If you’re going with cloud servers, It’s important to understand the idea of virtual machines (or VMs). A virtual machine is a piece of software which acts like it’s a physical computer, even though it’s just software running on another computer. Here’s a picture of Microsoft Windows running inside of Virtual Machine software, which is in turn running on macOS, which is in turn running on a physical (Mac) computer:

Image of Microsoft Windows running on a virtual machine, which is running on macOS, which is running on a physical compuetsr

When you rent servers from a cloud provider, you’re renting access to this kind of virtual machine, which is in turn running on the physical computers that the cloud company has installed in their datacenters. For your purposes, the machine you rent will act like a physical computer (though it may be slightly slower than a physical computer, since some of its hardware is emulated).

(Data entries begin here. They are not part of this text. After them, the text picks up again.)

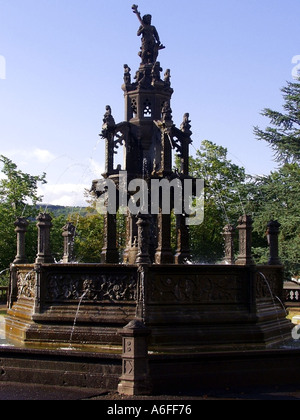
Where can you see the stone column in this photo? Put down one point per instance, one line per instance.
(228, 233)
(245, 241)
(183, 252)
(273, 233)
(110, 254)
(69, 232)
(143, 224)
(135, 366)
(164, 254)
(44, 250)
(21, 228)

People sometimes refer to cloud virtual machines as “VMs”, “servers”, “nodes”, or “compute nodes”, and cloud providers have different “size” VMs you can rent. For instance, on the Azure Sponsorship account we get through OpenAI, Azure offers what they call “NC6_Promo” VMs, which each have 6 (virtual) CPUs and 1 GPU. The next size up that they offer is the “NC12_Promo”, which has 12 (virtual) CPUs and 2 GPUs. Then the next size up (and the maximum size we have access to) is an “NC24_Promo”, which has 12 (virtual) CPUs and 4 GPUs.

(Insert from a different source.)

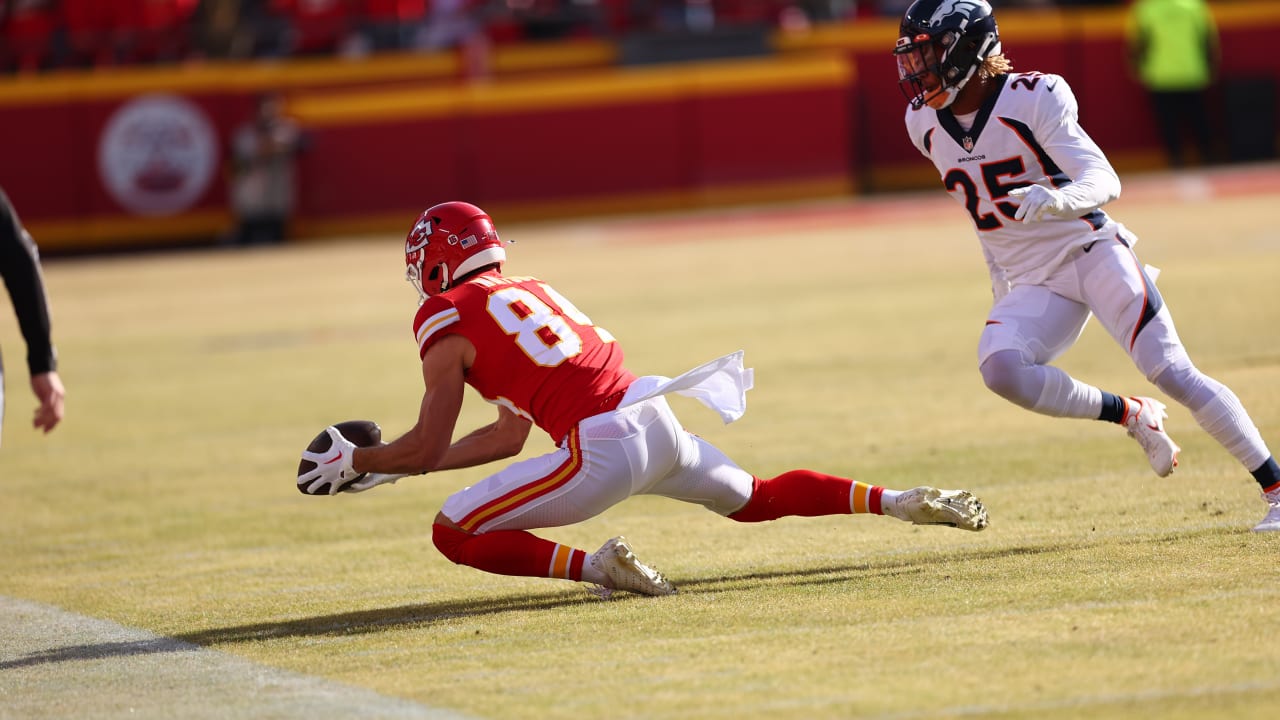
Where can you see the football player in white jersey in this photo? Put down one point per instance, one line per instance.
(1009, 147)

For reference, here are lists of popular Nvidia GPUs, in rough order of performance, as of early 2020:

Personal Computer Nvidia GPUs (fastest to slowest):

  1. RTX Titan
  2. RTX 2080 Ti
  3. RTX 2080 Super
  4. RTX 2080
  5. RTX 2070
  6. RTX 2060
  7. GTX 1080 Ti
  8. GTX 1080
  9. GTX 1070
  10. GTX 1650
  11. GTX 1060

Cloud GPUs (fastest to slowest):

  1. V100
  2. P100
  3. P4
  4. T4
  5. K80 (this is really just two K40 GPUs on one graphics card)
  6. K40

Limited benchmarks

As part of the OpenAI Scholars program, we receive some Microsoft Azure credit. I decided to use some of my credit to benchmark K40/80 GPUs against Google Colab and a GTX 1080 Ti in my home desktop: I built an image recognition network (similar to ResNet-34) and I trained it on a few thousand images. I timed each epoch and averaged them to get these numbers. Note that this may not quite reflect the performance of the actual video cards since all of the cloud benchmarks were running inside of virtual machines and the benchmark on my desktop was not:

ServerGPU Kind# GPUsspeed (lower is better)
Azure NC6_PromoK40161.5 seconds
Google ColabP100137.0 seconds
Azure NC24_PromoK40422.4 seconds
Google Colab ProP100122.4 seconds
My home desktop1080 Ti120.6 seconds

Note that the Azure Servers technically have K80 graphics cards, but a K80 graphics card is just two K40 GPUs on one card, and Azure describes each virtual machine GPU as “Half of a K80”, which means in practice that they are K40s. Also note that the Google Colab Pro server had more RAM than the Google Colab free server did.

Bonus Round: TPUs

I mentioned above that Nvidia has a monopoly on deep learning GPUs. That’s true, but there is technically one other kind of hardware built for deep learning that you may want to know about: Google’s Tensor Processing Units (TPUs). TPUs are custom built by Google for deep learning and they’re only available to users through Google Cloud Platform and Google Collaboratory. TPUs are sufficiently restrictive that many deep learning programs built for GPUs won’t easily run on them, but if you can get your code to run on them, they’re much faster than even the fastest Nvidia GPUs. And they’re also available for free or very cheap through Colab, so it could be worth checking out!